Les Salauds / Les Exigences
Les Salauds de Claire Denis est, me semble-t-il, un film raté. Au titre très fort, l’image n’apporte que caricatures et scènes outrées.
Le drame se déroule entre un homme présenté comme le sauveur prêt à assurer la sortie de crise économique de la sœur veuve d’un suicidé qui était aux abois — on comprendra qu’il a fait des saloperies et mal joué la direction de l’entreprise familiale de chaussures héritée ; le retour à la vie de la nièce aux veines tailladées — on comprendra qu’elle a joué un rôle insupportable avec celui qui a injecté de l’argent dans l’entreprise familiale et, probablement, demandé puis obtenu compensation en se payant sur la bête ; l’amour de la maîtresse malmenée, voire méprisée, par le salaud précédemment cité…
Dès la première scène, la caricature opère : pluie forte, ambiance noire, suicide. Les portraits de femmes sont simplement crispants : entre la maîtresse soumise et indolente, la sœur caractérielle insupportable. Pas mieux du côté des hommes : entre le sauveur aveuglé par l’action, l’homme d’affaires ordurier.
Certains y verront un film noir. J’y trouve un manque de lumière à travers des images sombres, des ellipses — trop d’ellipses —, trop de musique, qui viennent affadir le propos et lui évitent d’entrer au cœur d’un sujet dont on se demande, au fond, s’il est arrivé comme il flotte dans l’air du temps un goût pour la mise en scène du « salaud ».
Là où Claire Denis échoue, Olivia Profizi, avec Les Exigences, paru chez Actes Sud, réussit remarquablement.
Deux personnages se racontent, suggèrent leurs actes, disent l’innommable.
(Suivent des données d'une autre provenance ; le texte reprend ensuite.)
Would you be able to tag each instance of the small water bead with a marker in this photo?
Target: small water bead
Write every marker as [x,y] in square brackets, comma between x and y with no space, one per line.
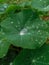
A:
[23,31]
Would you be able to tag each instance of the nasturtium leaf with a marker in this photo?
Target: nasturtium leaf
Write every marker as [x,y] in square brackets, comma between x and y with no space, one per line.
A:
[3,8]
[41,5]
[25,29]
[33,57]
[4,45]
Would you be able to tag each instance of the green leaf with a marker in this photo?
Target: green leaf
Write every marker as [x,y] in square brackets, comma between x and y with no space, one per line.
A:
[3,8]
[33,57]
[4,45]
[25,26]
[41,5]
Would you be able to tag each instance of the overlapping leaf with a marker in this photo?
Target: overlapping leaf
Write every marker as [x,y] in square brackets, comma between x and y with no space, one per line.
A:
[33,57]
[25,26]
[41,5]
[4,45]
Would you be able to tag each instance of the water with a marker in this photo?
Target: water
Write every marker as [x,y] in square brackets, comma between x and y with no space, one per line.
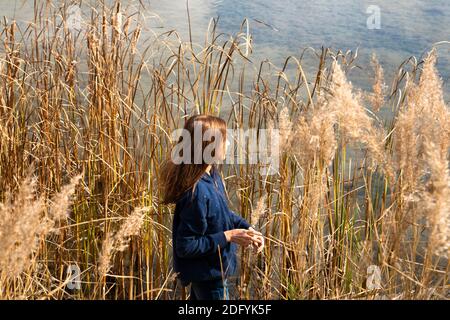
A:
[281,28]
[407,28]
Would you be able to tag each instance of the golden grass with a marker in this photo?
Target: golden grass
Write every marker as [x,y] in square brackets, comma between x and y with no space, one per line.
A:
[85,121]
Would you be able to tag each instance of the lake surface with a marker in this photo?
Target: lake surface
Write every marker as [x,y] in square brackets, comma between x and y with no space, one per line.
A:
[281,28]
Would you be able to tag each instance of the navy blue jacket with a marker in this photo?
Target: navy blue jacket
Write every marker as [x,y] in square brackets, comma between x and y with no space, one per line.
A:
[200,219]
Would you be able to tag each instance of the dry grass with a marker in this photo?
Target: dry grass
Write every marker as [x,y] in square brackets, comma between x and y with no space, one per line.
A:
[98,107]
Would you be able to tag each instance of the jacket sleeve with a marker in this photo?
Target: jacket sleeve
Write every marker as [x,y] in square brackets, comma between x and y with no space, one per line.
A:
[191,240]
[238,221]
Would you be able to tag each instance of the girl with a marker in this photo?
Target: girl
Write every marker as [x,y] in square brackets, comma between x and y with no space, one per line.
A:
[205,231]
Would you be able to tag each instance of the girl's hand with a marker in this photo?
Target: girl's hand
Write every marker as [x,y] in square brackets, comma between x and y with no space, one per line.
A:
[242,237]
[258,242]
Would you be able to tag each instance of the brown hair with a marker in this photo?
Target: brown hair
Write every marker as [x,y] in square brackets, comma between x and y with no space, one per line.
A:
[175,179]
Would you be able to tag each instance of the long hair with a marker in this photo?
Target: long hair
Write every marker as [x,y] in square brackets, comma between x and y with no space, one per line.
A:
[180,176]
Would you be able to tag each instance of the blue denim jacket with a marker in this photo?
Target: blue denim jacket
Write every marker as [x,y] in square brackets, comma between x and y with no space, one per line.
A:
[200,249]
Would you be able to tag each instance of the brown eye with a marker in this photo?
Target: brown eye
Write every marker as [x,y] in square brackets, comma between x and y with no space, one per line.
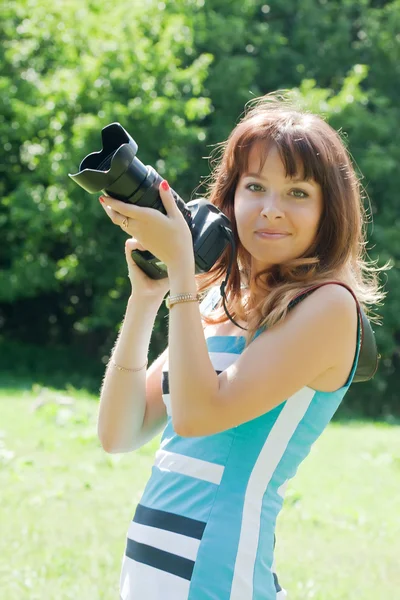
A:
[302,196]
[250,187]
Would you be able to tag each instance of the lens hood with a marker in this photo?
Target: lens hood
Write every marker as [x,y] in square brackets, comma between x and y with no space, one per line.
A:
[100,170]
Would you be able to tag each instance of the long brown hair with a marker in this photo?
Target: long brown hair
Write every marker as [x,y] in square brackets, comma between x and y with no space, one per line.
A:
[339,250]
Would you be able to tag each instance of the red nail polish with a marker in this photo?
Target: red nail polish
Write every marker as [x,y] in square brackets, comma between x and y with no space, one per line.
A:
[165,185]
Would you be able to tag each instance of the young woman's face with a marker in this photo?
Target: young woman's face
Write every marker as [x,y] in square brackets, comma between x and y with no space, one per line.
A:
[286,210]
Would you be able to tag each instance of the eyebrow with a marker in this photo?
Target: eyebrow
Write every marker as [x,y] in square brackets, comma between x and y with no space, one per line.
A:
[294,180]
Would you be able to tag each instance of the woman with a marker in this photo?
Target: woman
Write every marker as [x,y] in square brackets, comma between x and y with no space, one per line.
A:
[241,404]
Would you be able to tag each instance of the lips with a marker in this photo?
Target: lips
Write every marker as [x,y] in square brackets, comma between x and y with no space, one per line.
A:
[272,232]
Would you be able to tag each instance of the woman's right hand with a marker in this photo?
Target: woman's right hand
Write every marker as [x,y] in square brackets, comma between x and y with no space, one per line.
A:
[142,285]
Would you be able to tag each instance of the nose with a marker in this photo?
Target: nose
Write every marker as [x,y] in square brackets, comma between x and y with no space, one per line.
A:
[271,206]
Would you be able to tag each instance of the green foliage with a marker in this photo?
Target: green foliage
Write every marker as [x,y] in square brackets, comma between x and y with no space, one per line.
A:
[176,75]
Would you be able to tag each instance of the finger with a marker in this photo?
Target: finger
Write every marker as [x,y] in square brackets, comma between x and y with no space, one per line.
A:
[131,245]
[167,198]
[123,208]
[115,216]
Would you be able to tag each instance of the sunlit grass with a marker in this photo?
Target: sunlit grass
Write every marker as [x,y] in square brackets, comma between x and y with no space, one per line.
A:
[66,506]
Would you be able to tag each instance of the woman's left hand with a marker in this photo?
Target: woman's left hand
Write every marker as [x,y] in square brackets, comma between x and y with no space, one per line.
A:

L’une est en hôpital psychiatrique à la suite de sa tentative de suicide. L’autre est celui par qui « tout » est arrivé, un homme qui a profité de son ascendant pour conduire une jeune femme sur la voie d’une sexualité faite de soumission et de violence.
Elle s’observe, se joue des entretiens avec le psy, ne dit pas tout — peut-elle seulement en supporter le souvenir ? Il tente de se dédouaner, de nier sa responsabilité, ignore son cynisme et la douleur qui le meut.
À la sobriété de l’écriture s’oppose le malaise des mots. Chacun tourné vers soi, les deux personnages ne se rencontrent plus — se sont-ils jamais rencontrés ?
Dans ce qu’ils évoquent, un fossé de non-dits, de croyances, d’incompréhensions, de jeux de rôles inconscients et ravageurs. Toute l’ordure de celui qui se prend pour un initiateur, un guide. Toute la violence de la domination et de son acceptation.
Un premier roman fort, parfaitement maîtrisé.